Finding Characteristic Polynomial
At each point \(x\) of a surface, the tangent space is an inner product space.
\begin{align} (S_xv, w) = (dn(v), w) \end{align}
Now I will use without proof that \(S\) can be written as:
\[S = \begin{pmatrix} L & M \\ M & N \end{pmatrix}\]Now we attempt to find its Characteristic Polynomial. Recall that it is written as:
\[p_A(\lambda) = \det(A - \lambda I)\]For the Shape Operator, we have:
\[A - \lambda I = \begin{pmatrix} L & M \\ M & N \end{pmatrix} - \lambda \begin{pmatrix} 1 & 0 \\ 0 & 1 \end{pmatrix} = \begin{pmatrix} L - \lambda & M \\ M & N - \lambda \end{pmatrix}\]Now,
\[p_S(\lambda) = \det \begin{pmatrix} L - \lambda & M \\ M & N - \lambda \end{pmatrix}\]Resulting in
\[p_S(\lambda) = \lambda^2 - (L + N)\lambda + (LN - M^2)\]It can be easily shown that it is equivalent to:
\[p_S(\lambda)=\lambda^2-2H \lambda +(LN - M^2)\]Cayley-Hamilton Theorem and Simplifications
By the Cayley-Hamilton theorem, the shape operator \(S\) satisfies its own characteristic polynomial:
\[S^2 - 2H S + KI = 0\]Applying it to a vector and with some simplifications:
\[\begin{align} (S^2 - 2H S + KI)(v) &= 0 \\ S^2(v)-2HS(v)+K(v) &=0 \\ S^2(v) \cdot w - 2H S(v) \cdot w + K v \cdot w &= 0 \\ \mathrm{III}(v, w) - 2H \mathrm{II}(v, w) + K\mathrm{I}(v, w) &= 0 \end{align}\]Using:
\[I(v, w) = v \cdot w\] \[\mathrm{II}(v, w) = S(v) \cdot w\] \[\mathrm{III}(v, w) = S^2(v) \cdot w = S(v) \cdot S(w)\]Exercises for the Reader
- Show that the shape operator is self-adjoint.
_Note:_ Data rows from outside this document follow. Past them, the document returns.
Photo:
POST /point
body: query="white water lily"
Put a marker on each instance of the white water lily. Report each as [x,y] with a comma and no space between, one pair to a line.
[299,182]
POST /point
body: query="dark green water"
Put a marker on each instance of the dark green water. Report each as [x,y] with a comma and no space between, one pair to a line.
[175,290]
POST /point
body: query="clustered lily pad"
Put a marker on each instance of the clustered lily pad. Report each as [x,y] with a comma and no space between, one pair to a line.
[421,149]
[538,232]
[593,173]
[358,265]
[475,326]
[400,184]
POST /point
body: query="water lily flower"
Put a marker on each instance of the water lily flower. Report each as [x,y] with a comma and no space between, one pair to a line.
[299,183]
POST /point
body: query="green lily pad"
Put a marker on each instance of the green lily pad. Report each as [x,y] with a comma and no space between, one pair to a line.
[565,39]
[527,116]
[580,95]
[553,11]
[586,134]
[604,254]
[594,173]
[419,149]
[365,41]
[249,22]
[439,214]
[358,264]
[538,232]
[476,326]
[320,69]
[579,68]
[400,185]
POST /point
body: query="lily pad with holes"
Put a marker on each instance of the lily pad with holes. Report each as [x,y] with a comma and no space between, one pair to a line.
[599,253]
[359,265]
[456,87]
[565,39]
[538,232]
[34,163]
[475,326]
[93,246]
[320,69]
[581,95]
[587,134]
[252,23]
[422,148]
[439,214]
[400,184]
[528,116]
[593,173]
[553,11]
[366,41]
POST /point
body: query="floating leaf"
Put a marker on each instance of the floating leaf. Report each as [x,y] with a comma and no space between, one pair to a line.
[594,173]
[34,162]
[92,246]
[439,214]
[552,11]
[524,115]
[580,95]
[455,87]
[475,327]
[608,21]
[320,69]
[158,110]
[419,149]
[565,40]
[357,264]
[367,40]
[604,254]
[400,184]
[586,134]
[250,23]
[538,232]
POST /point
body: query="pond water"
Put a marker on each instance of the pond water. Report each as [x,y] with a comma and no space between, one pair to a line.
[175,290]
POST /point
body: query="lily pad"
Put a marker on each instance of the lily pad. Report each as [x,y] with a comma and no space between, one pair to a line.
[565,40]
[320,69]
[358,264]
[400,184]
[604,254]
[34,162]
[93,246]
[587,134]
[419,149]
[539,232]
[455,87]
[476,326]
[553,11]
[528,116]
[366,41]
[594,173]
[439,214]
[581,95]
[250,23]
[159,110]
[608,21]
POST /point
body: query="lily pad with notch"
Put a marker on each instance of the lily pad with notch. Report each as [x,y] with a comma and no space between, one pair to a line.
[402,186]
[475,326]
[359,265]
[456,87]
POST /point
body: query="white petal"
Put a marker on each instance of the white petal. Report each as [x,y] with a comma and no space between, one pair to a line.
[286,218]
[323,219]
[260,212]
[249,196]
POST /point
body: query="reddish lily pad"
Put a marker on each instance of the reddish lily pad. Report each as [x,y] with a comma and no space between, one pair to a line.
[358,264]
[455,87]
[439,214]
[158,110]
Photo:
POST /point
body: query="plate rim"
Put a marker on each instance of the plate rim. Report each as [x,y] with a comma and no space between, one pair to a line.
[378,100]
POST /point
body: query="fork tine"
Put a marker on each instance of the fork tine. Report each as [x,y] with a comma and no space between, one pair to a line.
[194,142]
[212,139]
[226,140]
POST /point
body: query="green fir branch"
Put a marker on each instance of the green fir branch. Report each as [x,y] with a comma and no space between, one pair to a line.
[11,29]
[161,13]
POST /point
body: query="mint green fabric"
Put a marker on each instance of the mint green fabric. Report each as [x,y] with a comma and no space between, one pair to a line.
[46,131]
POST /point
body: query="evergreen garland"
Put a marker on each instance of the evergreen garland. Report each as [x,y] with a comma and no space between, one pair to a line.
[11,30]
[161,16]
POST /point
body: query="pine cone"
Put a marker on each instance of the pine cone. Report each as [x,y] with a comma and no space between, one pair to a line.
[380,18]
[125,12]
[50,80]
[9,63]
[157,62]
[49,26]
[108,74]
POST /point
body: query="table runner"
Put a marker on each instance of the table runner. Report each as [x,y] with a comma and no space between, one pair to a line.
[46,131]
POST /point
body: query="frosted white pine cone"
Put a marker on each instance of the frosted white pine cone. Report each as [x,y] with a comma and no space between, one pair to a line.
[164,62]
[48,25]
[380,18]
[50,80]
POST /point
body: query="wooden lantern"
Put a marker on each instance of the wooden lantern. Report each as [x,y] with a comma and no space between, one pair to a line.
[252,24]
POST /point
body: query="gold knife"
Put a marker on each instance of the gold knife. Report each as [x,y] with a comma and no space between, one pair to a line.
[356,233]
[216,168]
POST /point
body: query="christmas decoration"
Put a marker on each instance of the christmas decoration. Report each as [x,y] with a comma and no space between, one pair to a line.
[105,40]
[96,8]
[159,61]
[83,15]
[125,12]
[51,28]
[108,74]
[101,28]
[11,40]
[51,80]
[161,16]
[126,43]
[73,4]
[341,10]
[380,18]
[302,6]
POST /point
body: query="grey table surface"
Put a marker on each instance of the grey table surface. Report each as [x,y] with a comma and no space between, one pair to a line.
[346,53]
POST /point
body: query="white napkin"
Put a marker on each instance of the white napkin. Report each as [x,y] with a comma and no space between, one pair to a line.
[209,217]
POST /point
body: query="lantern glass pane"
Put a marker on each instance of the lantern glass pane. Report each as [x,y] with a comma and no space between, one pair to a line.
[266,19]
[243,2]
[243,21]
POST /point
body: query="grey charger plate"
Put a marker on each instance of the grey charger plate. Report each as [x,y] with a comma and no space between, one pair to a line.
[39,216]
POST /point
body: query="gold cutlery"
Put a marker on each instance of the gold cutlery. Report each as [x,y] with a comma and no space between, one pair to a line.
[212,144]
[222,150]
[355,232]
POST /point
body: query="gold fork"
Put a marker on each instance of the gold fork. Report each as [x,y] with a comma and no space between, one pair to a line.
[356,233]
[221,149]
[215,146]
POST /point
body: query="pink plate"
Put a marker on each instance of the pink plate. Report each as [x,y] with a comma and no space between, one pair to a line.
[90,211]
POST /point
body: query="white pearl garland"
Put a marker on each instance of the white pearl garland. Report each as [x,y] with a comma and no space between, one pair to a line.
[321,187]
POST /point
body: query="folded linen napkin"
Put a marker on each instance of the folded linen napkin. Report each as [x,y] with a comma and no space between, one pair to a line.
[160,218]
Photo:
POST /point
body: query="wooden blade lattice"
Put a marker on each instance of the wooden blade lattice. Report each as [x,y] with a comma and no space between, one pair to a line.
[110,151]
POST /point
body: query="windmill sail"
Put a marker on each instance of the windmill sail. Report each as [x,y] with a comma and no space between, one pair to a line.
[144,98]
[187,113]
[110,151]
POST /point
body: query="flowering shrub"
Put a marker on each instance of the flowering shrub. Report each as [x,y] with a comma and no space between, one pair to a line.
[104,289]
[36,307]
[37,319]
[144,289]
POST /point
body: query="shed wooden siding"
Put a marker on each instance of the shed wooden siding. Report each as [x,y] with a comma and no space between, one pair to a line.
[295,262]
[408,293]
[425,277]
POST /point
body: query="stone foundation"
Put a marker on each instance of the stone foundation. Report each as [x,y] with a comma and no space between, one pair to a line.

- Hence show that \(S^2(v) \cdot w = S(v) \cdot S(w)\) for the Third Fundamental Form (Hint: \((S(v), w) = (v, S^*(w))\))
- How does the shape operator contain information about the curvature of the surface? (Hint: Eigenvalues)
- State and prove Cayley-Hamilton Formula and show it works using a matrix as an example.
- Why is the Third Fundamental Form not that useful?